I would get something which works first. Once you have an understanding of the bottleneck, only then is it worth trying to optimise it.

To answer your question, IMHO, the fastest way to read the data is to use a memory mapped file and parse the ByteBuffer assuming you have ASCII 8-bit byte data (a reasonable assumption for numbers) avoiding using the built in parsers altogether.
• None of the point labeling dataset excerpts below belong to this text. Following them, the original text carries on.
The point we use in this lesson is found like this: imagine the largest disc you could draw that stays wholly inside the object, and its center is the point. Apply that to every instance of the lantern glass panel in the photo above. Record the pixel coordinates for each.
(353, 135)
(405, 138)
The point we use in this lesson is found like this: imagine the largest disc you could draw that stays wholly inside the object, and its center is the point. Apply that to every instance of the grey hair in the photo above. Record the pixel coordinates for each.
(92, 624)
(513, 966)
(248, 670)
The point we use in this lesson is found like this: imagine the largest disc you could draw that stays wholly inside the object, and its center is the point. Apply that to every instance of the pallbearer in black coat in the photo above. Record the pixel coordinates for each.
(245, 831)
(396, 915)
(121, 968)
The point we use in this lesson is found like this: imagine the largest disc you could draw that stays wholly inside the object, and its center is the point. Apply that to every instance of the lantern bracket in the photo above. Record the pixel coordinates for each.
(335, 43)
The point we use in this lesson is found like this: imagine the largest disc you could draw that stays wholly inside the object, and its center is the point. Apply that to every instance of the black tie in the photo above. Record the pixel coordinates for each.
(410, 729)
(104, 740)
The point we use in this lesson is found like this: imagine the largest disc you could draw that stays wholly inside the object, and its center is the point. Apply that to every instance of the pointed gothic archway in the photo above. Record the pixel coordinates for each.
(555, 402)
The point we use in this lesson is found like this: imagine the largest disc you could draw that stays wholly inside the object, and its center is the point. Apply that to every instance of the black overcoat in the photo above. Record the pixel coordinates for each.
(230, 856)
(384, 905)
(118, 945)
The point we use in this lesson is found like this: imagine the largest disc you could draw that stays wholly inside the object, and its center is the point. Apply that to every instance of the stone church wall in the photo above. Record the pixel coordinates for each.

This will be much faster but also a lot for more complicated and complete overkill. ;)

If you want examples of how to parse numbers straight from a ByteBuffer Java low level: Converting between integers and text (part 1) To go faster you can use the Unsafe class, but that is not standard Java.


Especially when you're new to a language or environment I would suggest to start out with something easily understood yet functional like

 String inputline = "n a b c d e";
 // Obtain real inputline eg by reading it from a file via a reader
 inputline = someBufferedReaderDefinedElsewhere.readLine();
 String[] parts = inputline.split(" ");

 // easiest for case 1
 for (String part : parts) {
     ...
 }

 // easiest for case 2
 int numberToRead = Integer.parseInt(parts[0]);
 // not < but <= because you start reading at element 1
 for (int ii=1;ii<=numberToRead;ii++) {
      ...
 }

Of course to be completed with a healthy dose of error checking!

Afterwards, if you determine (with proof, eg the output of the profiling of your app) that that part of the code is in fact responsible for an unreasonable amount of CPU consumption you can start thinking about faster, more custom ways of reading the data. Not the other way around.